In September 2014, the Hague-based ICC issued an arrest warrant against Abdallah Banda, saying it was "unlikely" he would voluntarily attend his war crimes trial, which has been postponed indefinitely.

Banda faces three war crimes charges for his alleged role in an attack on African Union peacekeepers in September 2007 in northern Darfur.

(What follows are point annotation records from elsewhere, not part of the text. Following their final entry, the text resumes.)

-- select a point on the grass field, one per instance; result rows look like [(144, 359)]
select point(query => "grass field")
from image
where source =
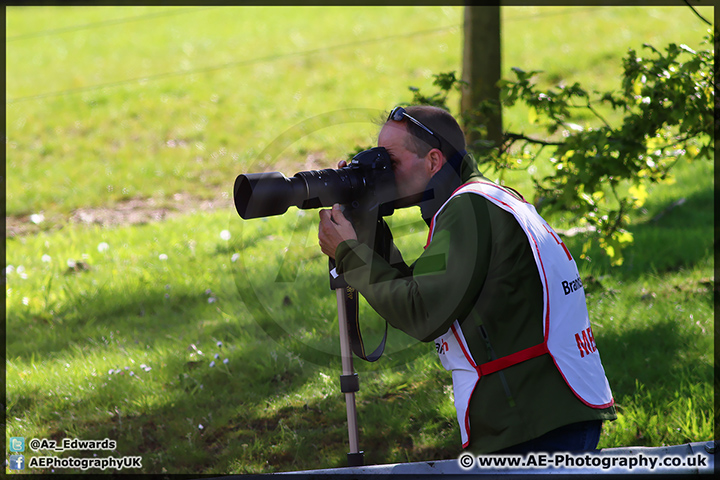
[(208, 344)]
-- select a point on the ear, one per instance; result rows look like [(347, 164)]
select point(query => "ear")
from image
[(436, 160)]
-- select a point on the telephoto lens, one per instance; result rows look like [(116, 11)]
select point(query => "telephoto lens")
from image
[(367, 183)]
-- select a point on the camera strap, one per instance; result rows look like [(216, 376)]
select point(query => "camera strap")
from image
[(352, 313)]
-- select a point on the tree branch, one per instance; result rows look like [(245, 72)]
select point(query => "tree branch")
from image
[(696, 13)]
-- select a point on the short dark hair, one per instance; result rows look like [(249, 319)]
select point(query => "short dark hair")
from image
[(441, 123)]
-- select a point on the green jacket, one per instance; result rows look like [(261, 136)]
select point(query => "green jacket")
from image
[(478, 269)]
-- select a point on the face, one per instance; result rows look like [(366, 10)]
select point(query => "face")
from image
[(412, 173)]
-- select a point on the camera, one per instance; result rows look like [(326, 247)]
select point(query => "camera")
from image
[(366, 184)]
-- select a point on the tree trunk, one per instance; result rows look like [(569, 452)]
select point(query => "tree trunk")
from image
[(481, 70)]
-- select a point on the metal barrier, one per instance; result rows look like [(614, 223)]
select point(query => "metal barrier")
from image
[(686, 459)]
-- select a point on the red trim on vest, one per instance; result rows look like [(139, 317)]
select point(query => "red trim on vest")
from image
[(513, 359), (470, 360)]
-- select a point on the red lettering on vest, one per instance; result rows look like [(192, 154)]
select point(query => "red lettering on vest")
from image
[(586, 344)]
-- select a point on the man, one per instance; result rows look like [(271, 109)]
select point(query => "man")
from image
[(495, 288)]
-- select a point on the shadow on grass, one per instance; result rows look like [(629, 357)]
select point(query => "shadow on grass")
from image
[(677, 237), (653, 356)]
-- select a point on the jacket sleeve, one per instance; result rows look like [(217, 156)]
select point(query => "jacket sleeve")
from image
[(443, 283)]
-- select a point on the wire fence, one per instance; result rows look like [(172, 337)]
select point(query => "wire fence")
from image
[(236, 63)]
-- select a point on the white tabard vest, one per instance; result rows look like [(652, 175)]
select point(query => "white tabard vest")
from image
[(568, 336)]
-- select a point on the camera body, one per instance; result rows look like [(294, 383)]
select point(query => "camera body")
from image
[(366, 184)]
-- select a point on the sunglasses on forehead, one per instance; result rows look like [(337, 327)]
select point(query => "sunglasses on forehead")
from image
[(398, 113)]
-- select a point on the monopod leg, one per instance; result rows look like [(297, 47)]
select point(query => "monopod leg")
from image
[(349, 383)]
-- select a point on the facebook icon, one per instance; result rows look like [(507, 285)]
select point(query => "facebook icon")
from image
[(17, 462)]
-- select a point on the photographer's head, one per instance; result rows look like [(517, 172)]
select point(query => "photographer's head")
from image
[(419, 140)]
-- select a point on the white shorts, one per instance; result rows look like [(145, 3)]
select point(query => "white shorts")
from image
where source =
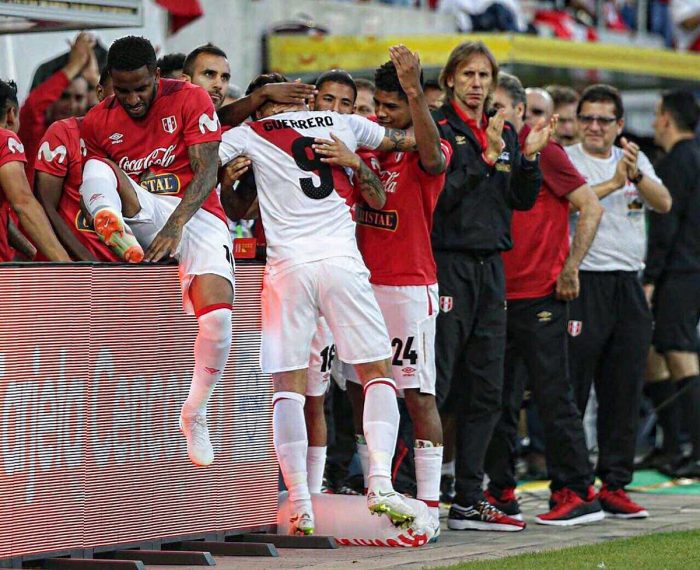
[(205, 247), (321, 360), (410, 313), (336, 288)]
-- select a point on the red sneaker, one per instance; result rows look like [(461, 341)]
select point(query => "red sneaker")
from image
[(569, 509), (617, 504), (506, 502)]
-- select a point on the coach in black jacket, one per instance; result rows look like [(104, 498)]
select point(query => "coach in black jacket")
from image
[(487, 179)]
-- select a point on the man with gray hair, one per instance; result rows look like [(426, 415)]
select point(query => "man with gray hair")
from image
[(541, 276)]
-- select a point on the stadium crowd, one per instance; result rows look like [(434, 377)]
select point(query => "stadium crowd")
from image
[(511, 240)]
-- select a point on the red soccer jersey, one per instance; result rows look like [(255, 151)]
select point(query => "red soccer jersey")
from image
[(541, 235), (181, 115), (395, 241), (11, 150), (61, 153)]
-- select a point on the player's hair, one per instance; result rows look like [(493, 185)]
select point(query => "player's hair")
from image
[(683, 108), (210, 48), (366, 84), (263, 79), (104, 76), (461, 54), (562, 95), (511, 85), (8, 96), (131, 53), (337, 76), (386, 79), (602, 93), (170, 63)]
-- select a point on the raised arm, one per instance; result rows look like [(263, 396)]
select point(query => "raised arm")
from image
[(425, 131), (204, 160)]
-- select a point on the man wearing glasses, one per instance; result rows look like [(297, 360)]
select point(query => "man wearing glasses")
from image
[(610, 323)]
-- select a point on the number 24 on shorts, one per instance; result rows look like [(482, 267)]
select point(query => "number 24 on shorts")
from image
[(407, 354)]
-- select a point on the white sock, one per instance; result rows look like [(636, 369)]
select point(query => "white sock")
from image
[(448, 468), (428, 466), (211, 351), (381, 425), (99, 188), (363, 452), (289, 431), (315, 465)]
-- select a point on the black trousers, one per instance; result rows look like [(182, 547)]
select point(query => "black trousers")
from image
[(470, 345), (536, 335), (609, 336)]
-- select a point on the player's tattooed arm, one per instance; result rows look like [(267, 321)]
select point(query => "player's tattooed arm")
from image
[(398, 139), (370, 186), (204, 160)]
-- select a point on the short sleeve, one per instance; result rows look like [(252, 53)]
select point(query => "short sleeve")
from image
[(558, 172), (198, 113), (233, 143), (11, 149), (52, 157), (367, 133)]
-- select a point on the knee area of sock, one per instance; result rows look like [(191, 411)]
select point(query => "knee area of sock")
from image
[(99, 171), (216, 326)]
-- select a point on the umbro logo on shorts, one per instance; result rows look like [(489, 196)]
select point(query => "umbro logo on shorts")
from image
[(574, 328)]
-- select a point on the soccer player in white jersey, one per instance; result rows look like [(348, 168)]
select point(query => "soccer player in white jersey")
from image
[(314, 268)]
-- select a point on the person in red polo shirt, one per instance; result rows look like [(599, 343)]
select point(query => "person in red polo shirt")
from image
[(541, 276)]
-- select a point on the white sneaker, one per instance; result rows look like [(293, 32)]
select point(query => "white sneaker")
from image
[(301, 524), (199, 448), (393, 505)]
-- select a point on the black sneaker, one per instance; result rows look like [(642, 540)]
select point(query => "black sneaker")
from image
[(481, 516), (506, 502), (447, 489)]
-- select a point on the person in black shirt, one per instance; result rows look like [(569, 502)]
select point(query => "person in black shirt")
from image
[(487, 179), (672, 280)]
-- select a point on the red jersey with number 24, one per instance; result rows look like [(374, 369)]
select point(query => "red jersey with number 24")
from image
[(153, 150), (395, 241), (11, 150)]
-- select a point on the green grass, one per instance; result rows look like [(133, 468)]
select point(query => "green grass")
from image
[(672, 550)]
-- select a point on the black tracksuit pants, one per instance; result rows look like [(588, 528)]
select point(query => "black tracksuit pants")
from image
[(609, 336), (536, 334), (469, 350)]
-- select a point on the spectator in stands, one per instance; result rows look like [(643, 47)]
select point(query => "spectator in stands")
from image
[(610, 322), (686, 24), (171, 65), (672, 281), (364, 104), (541, 276), (485, 15), (565, 100), (434, 94), (63, 95), (15, 192), (57, 180)]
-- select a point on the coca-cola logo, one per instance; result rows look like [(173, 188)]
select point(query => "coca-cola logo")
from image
[(161, 156)]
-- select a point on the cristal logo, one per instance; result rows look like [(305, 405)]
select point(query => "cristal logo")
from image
[(161, 156), (47, 153), (44, 417)]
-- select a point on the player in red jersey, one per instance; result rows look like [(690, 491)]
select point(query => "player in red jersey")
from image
[(395, 244), (15, 192), (161, 138), (58, 176)]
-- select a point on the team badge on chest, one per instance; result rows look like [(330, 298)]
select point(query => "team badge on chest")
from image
[(574, 328), (445, 304), (169, 124)]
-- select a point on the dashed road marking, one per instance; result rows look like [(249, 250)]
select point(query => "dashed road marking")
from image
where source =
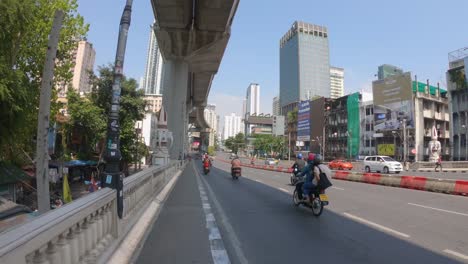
[(381, 227), (438, 209), (456, 254), (218, 251)]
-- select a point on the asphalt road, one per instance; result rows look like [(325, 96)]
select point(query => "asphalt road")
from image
[(257, 223), (440, 175)]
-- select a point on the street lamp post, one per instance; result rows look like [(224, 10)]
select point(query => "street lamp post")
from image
[(466, 148), (113, 176)]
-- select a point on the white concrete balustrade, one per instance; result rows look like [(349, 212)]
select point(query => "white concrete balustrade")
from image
[(87, 230)]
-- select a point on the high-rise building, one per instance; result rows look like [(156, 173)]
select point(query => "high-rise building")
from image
[(244, 107), (154, 67), (276, 108), (304, 63), (153, 102), (457, 87), (253, 99), (387, 70), (212, 120), (84, 57), (232, 125), (336, 82)]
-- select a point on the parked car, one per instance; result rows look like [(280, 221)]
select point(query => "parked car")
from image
[(340, 165), (382, 164), (271, 161)]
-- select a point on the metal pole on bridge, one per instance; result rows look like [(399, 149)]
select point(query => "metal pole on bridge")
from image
[(42, 162), (113, 175)]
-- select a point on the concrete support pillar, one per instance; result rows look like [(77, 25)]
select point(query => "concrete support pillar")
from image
[(205, 139), (176, 82)]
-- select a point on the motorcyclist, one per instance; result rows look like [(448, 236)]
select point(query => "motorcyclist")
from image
[(235, 163), (299, 164), (206, 162), (311, 178)]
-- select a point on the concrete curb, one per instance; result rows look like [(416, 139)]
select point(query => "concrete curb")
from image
[(455, 187), (130, 246)]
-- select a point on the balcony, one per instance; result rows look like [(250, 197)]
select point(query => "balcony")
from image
[(427, 113)]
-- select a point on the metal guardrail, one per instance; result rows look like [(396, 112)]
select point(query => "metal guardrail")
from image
[(88, 229)]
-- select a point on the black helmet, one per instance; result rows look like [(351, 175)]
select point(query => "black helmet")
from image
[(318, 159)]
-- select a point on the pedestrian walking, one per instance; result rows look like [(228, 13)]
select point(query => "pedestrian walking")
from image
[(438, 164)]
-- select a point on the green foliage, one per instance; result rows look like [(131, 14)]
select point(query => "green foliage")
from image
[(268, 144), (132, 108), (458, 77), (235, 143), (24, 29)]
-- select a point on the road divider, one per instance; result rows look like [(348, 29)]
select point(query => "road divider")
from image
[(456, 187)]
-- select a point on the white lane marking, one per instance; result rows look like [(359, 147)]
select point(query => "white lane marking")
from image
[(218, 251), (437, 209), (459, 255), (362, 220), (230, 233)]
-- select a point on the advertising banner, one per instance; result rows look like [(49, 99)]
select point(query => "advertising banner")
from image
[(303, 121), (393, 102), (386, 149)]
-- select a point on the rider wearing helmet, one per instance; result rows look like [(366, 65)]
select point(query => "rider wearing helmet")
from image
[(299, 164), (312, 175)]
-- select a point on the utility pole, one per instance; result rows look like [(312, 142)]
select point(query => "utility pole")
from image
[(113, 175), (404, 142), (289, 145), (42, 155)]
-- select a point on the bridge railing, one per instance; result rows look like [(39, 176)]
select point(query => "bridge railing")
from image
[(87, 230)]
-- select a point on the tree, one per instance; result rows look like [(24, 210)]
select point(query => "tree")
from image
[(24, 27)]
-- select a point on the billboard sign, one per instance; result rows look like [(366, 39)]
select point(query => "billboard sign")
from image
[(303, 121), (393, 102), (386, 149)]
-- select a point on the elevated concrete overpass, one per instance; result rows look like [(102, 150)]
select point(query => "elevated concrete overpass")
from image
[(192, 36)]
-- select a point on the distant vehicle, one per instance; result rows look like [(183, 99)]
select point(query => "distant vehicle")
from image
[(271, 161), (340, 165), (382, 164)]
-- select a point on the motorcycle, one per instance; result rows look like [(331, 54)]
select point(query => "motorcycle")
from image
[(236, 173), (317, 199), (206, 169), (294, 178)]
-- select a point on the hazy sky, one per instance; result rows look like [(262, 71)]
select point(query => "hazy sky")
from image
[(415, 35)]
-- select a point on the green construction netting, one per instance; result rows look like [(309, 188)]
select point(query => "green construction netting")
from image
[(353, 124), (422, 86)]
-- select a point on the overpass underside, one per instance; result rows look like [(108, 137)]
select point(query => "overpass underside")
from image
[(192, 36)]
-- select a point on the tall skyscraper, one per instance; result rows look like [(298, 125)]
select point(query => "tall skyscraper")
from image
[(276, 108), (232, 125), (154, 67), (84, 63), (387, 70), (253, 99), (212, 120), (304, 63), (336, 82)]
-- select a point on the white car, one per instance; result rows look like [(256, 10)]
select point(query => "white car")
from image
[(382, 164)]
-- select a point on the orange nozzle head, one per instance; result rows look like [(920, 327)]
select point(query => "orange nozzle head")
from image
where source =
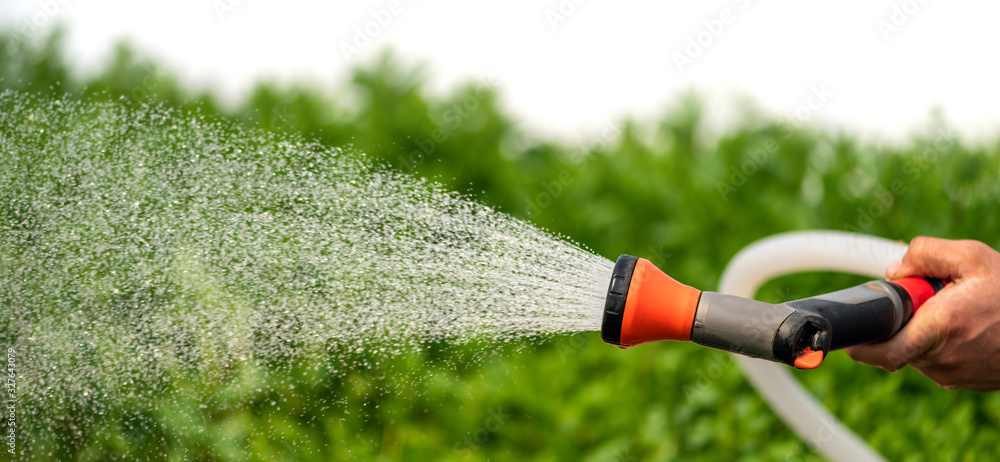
[(645, 305)]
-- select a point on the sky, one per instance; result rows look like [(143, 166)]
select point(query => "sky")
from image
[(567, 68)]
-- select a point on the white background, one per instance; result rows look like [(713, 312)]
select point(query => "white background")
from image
[(605, 60)]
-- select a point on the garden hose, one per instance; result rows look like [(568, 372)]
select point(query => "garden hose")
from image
[(796, 252), (644, 305)]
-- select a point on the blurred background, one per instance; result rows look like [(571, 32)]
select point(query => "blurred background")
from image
[(679, 132)]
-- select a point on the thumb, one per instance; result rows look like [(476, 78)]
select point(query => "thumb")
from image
[(919, 336), (930, 257)]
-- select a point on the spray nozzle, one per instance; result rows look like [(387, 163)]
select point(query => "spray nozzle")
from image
[(645, 305)]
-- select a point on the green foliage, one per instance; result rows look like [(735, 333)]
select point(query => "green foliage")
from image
[(656, 189)]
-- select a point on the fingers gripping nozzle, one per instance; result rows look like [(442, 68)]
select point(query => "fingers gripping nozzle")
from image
[(645, 305)]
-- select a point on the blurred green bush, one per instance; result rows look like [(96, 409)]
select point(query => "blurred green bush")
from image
[(663, 189)]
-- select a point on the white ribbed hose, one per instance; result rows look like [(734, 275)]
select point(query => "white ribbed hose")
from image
[(797, 252)]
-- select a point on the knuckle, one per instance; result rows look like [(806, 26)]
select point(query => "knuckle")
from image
[(920, 246)]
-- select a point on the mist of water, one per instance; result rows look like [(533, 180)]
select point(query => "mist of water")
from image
[(136, 241)]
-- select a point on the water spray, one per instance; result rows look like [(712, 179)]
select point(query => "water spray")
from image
[(644, 305)]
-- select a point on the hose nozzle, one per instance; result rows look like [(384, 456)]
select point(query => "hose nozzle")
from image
[(645, 305)]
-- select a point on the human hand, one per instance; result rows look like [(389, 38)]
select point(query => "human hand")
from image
[(954, 338)]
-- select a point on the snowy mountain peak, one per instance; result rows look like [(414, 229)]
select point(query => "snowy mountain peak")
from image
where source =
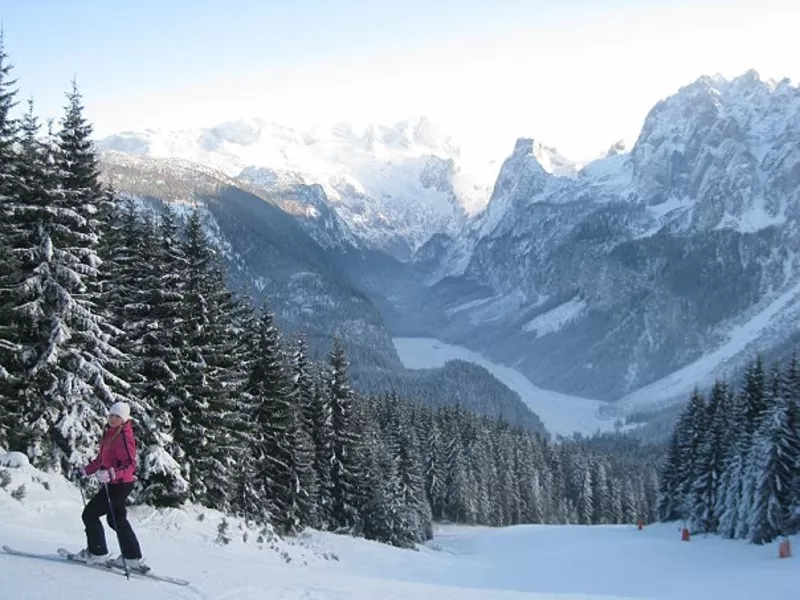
[(394, 185)]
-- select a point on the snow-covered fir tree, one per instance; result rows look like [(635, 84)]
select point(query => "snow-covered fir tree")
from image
[(268, 387), (102, 298), (739, 458), (344, 461)]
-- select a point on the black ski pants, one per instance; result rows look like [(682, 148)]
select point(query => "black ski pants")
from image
[(97, 507)]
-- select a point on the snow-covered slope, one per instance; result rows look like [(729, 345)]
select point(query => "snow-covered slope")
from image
[(648, 262), (561, 414), (394, 186), (460, 563)]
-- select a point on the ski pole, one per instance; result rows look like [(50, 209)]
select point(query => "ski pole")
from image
[(114, 524)]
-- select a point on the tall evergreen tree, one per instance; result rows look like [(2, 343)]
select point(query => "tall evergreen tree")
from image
[(710, 462), (301, 431), (269, 389), (776, 447), (344, 476)]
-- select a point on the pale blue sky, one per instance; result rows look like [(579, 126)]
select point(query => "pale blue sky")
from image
[(577, 74)]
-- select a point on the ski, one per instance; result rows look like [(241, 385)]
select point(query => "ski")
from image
[(70, 556), (63, 556)]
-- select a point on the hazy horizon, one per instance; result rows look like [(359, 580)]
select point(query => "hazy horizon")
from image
[(578, 76)]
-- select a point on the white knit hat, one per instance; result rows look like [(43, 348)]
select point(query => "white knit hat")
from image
[(121, 409)]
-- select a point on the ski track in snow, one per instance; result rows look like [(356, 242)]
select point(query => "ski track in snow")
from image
[(561, 413), (531, 562)]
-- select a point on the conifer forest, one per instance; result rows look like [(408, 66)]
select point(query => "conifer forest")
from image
[(102, 301)]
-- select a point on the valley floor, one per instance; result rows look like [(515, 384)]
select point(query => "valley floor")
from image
[(461, 563)]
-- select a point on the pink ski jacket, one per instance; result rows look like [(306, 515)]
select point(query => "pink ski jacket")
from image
[(118, 452)]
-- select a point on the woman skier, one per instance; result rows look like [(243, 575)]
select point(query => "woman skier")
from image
[(114, 468)]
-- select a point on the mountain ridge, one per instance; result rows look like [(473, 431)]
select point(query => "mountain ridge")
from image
[(565, 261)]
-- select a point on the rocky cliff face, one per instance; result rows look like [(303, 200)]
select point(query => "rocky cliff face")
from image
[(635, 277), (643, 262)]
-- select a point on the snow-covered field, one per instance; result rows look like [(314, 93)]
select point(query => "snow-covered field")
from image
[(561, 413), (461, 563)]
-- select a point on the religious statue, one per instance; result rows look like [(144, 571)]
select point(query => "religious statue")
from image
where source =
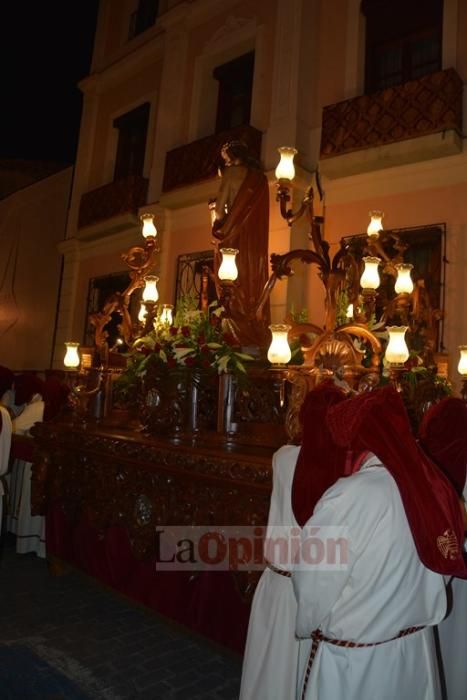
[(241, 220)]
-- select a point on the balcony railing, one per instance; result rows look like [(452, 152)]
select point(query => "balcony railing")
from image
[(199, 160), (120, 197), (421, 107)]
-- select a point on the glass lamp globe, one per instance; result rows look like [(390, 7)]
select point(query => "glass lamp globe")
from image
[(370, 277), (404, 284), (228, 271), (462, 366), (397, 351), (285, 169), (149, 229), (150, 292), (71, 359), (166, 316), (142, 313), (375, 225), (279, 352)]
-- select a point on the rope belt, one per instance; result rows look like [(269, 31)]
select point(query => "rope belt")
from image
[(317, 636), (281, 572)]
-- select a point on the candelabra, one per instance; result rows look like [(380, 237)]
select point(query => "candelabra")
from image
[(140, 260)]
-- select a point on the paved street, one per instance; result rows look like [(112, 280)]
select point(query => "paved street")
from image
[(76, 640)]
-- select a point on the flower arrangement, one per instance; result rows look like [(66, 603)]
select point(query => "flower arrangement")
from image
[(196, 340)]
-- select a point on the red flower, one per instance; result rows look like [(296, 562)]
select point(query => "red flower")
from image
[(229, 339)]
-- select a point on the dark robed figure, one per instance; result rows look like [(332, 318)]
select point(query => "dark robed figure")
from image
[(242, 222)]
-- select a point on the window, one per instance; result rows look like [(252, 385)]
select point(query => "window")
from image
[(192, 280), (99, 291), (235, 88), (426, 251), (132, 131), (403, 41), (143, 17)]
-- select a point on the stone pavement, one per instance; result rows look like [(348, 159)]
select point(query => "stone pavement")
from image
[(106, 646)]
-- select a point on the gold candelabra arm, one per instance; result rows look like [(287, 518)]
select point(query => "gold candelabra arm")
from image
[(140, 259), (81, 395), (283, 197)]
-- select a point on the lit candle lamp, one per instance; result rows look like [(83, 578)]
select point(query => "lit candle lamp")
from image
[(285, 169), (397, 351), (167, 314), (404, 284), (149, 229), (462, 366), (150, 292), (71, 359), (228, 271), (375, 225), (279, 352), (142, 313), (370, 278)]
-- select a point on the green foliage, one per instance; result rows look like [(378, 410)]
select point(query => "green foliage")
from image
[(196, 340), (341, 308)]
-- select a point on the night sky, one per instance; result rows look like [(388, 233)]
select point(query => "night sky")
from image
[(45, 49)]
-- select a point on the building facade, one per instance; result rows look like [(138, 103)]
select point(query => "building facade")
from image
[(370, 92)]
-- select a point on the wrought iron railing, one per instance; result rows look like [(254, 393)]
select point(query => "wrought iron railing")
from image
[(119, 197), (200, 159), (429, 105)]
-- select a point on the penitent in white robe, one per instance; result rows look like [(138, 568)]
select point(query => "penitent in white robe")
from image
[(271, 655), (29, 529), (383, 590), (452, 634)]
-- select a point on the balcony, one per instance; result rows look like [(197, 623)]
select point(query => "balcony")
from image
[(424, 114), (199, 160), (116, 199)]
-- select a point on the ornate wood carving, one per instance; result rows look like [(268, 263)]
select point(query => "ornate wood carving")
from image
[(119, 197), (417, 108), (140, 483), (199, 160)]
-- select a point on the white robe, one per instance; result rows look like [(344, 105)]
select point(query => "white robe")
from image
[(271, 655), (5, 443), (452, 633), (383, 590), (29, 529)]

His trial for his role in the deadly attack on an AU military base in which 12 peacekeepers died was supposed to start on November 18, 2014.

But late on Thursday, more than a year after the arrest warrant was issued, the judges at the world's only permanent war crimes tribunal acknowledged Banda remained at large.

"By disregarding the requests to arrest and surrender Mr Banda... Sudan failed to comply with requests to cooperate with the court," the panel of three judges found.

This was "contrary to the provisions" of the court's founding statute and the UN Security Council which the judges said "requires Sudan to arrest and surrender Mr Banda."

Backing a request from prosecutor Fatou Bensouda, the judges ordered the case to be referred to the UN Security Council for further action.

Although Khartoum is not a signatory to the Rome Statute under which the ICC was founded, it is a member of the United Nations.

And an earlier UN resolution has ordered the country to cooperate with the ICC.

Banda last appeared voluntarily before the court in June 2010 where he urged other war crimes suspects to surrender.

Four others are wanted for war crimes in Darfur: Sudanese Defence Minister Abdelrahim Mohamed Hussein, former Sudanese government minister Ahmad Harun, pro-government Janjaweed militia leader Ali Kushayb and Sudan's President Omar al-Bashir, whom prosecutors accuse of genocide, crimes against humanity and war crimes in Darfur.

Bashir continues to defy an ICC arrest warrant as he travels around the continent. A case is pending before the ICC after South Africa failed to arrest him during a meeting of the African Union on its soil earlier this year.